IAALS’ 2023 Rebuilding Justice Award Dinner: A Night of Inspiration
Last Thursday, IAALS gathered with partners and friends for our 15th Annual Rebuilding Justice Award Dinner, celebrating the year’s awardees and recognizing our collective efforts to build a justice system that is accessible, constantly innovating, and puts people from all walks of life at its center.
“When I joined IAALS in 2012, I knew I was entering an organization that was critical to solving the toughest problems in the American legal system,” said Brittany Kauffman, IAALS CEO. “Over time, I have come to understand much more about the full scope of those problems, as well as the urgency with which they need to be addressed.” While marking IAALS’ key successes to improve access to justice across our legal system and profession, Kauffman also recognized our founders’ vision in making everything possible.

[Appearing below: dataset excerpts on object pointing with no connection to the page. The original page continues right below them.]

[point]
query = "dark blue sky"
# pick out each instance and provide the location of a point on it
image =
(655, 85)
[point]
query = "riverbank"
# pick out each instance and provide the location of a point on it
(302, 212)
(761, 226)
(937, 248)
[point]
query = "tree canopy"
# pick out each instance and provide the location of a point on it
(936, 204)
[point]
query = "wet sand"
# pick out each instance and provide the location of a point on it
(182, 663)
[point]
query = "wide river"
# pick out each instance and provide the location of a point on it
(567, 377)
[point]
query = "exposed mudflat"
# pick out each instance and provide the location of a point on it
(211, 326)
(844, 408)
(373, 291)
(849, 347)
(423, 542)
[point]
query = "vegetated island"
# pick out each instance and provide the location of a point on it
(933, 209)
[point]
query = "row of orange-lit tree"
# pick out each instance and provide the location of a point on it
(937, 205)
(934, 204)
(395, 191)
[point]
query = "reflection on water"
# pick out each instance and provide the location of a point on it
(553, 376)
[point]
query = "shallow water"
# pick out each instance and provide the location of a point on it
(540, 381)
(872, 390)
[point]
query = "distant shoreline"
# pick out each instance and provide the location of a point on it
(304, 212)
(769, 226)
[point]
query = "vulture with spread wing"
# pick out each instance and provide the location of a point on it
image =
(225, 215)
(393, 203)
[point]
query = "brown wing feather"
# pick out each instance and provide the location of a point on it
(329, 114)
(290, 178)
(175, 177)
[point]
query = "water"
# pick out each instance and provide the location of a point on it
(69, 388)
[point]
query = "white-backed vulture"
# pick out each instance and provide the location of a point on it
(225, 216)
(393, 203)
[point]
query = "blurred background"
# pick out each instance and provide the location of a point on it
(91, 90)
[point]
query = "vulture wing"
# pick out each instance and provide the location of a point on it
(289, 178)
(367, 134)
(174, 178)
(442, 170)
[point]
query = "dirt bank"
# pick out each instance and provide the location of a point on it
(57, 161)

In a special tribute video, IAALS honored co-founder John Moye, who passed away last year but whose legacy and vision live on through our work. “John’s presence is in everything we do at IAALS, down to the building we walk into every day,” said Kauffman. “John, and all of IAALS’ founders, are inspirations.”
IAALS presented the 2023 Rebuilding Justice Award to former Michigan Supreme Court Chief Justice Bridget Mary McCormack, in recognition of her leadership, innovation, and role as an agent for systemic reform. In her remarks to the packed room, McCormack addressed what, exactly, has been standing in the way of meaningful change in our system, including the legal profession’s culture and leadership. Chief justices, though, could have a powerful voice should they choose to use it.
“What’s at stake is not just the high number of our neighbors who are struggling with civil legal problems but can’t solve them. It’s the rule of law itself. The rule of law is only a set of ideas, and the set of ideas is only as good as the public’s confidence in it. If people believe those ideas don’t account for them, they’re not going to continue to think those ideas matter.”
She invited the audience to imagine what could be built if we let go of old ways of doing things, such as new pathways into the legal profession with holistic skills taught along the way, different ways to measure competence and license legal service providers, innovative business models that aligned the needs of lawyers and clients, and dispute resolution methods that centered people, not judges.
IAALS also presented Ariadna M. Godreau-Aubert, who Jim Sandman described as “not only a creative thinker, but an architect, builder, implementer, and doer,” with the Alli Gerkman Legal Visionary Award.
Godreau-Aubert spoke about her journey to founding Ayuda Legal Puerto Rico after seeing and experiencing firsthand how the “law violently crashes against people based on gender, based on class, based on race, based on the position where you are at a particular moment in your life.”
“If I wanted to say anything tonight, I wanted to say that I love to build things. I love to build things out of indignation, out of being tired, out of ‘just because,’ but also out of hope and love. I think that indignation—the realization that the system is broken—is able to get us to move, but will never be enough for us to sustain strategies that transform. And I think that has a lot to do with love and with hope and with possibility—and with the realization that things are still possible.”
“We are at a tipping point, the likes of which our justice system has never seen—and the momentum that we have gained must be maintained,” Kauffman said in her closing remarks. “IAALS is poised to do just that.” Thank you to everyone who joined us for an inspiring evening. We will carry the momentum from this night forward as we continue to build a better civil justice system for all.